O cobertor que virou fuzil
Quando assumiu como governador, em 2000, Olívio Dutra disse que não usaria a ala residencial do Palácio Piratini e continuaria morando no seu modesto apartamento da Assis Brasil. Rendeu-se lá pelas tantas do mandato.
Jair Soares jurava que ouvia as vozes dos famosos fantasmas durante a madrugada. Synval Guazzelli também se referia a eles, contava seu assessor de imprensa, que era por ele chamado “Flecha Ligeira”, por motivos óbvios.

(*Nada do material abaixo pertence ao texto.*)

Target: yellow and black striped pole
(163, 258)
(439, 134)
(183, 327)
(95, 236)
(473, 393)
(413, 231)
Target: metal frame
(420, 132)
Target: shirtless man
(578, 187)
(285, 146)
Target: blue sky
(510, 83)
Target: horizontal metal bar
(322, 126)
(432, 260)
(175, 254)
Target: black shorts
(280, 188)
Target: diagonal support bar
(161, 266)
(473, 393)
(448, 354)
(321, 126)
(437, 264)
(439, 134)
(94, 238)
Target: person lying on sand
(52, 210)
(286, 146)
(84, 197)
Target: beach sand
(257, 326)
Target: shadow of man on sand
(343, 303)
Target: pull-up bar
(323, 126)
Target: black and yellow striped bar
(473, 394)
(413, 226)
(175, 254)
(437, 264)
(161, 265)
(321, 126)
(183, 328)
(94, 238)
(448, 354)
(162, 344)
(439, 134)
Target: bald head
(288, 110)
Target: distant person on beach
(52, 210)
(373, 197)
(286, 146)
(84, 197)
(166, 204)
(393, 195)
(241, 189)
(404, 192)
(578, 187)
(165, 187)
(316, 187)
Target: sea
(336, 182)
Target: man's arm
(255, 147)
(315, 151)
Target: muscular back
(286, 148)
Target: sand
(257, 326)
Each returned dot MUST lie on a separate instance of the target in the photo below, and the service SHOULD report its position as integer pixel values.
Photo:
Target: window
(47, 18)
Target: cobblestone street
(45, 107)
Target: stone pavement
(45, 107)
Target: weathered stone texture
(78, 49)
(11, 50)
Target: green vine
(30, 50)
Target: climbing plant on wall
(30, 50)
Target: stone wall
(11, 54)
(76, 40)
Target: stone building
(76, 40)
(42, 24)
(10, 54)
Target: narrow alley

O Palácio Piratini tem tantas histórias que, certamente, uma delas teria a ver comigo. Em meados dos anos 60, após a Revolução de 1964, pouco antes de entrar na Zero Hora, eu morava na Duque de Caxias, altura do Alto da Bronze. Trabalhava no Banco da Província e fazia Jornalismo na Ufrgs. Uma eme de dar dó.
Bateu um inverno rigoroso, o pior da década. E eu não tinha um mísero cobertor digno deste nome. Uma noite, fui jantar no apartamento de uma amiga minha, em um prédio também na Duque, esquina com a Marechal Floriano. Sabedora da situação, até porque ela já tinha passado muito frio na minha humilde morada durante um combate de Eros, me deu um cobertor de primeiro mundo.
Embrulhei o dito cujo em rolo e me fui satisfeito para casa. Era alta madrugada, chovendo. Quando passei na frente do Palácio, o brigadiano que montava guarda me parou, apontando sua arma. E botou o dedo no cobertor.
– Desenrola!
Ainda tentei argumentar, dobrando o cobertor para mostrar que não tinha nada por dentro.
– Desenrola, já falei!
Certamente achava que o cobertor escondia algum fuzil. E tive que desenrolá-lo na calçada, encharcando meu rico presente por causa de um guardinha metido a besta.
Pra quê? Pra nada, como dizem os versos do poeta pernambucano Ascenso Ferreira sobre as bravatas dos gaúchos (Lá vem os gaúchos em louca cavalgada/Pra que?/Pra nada…).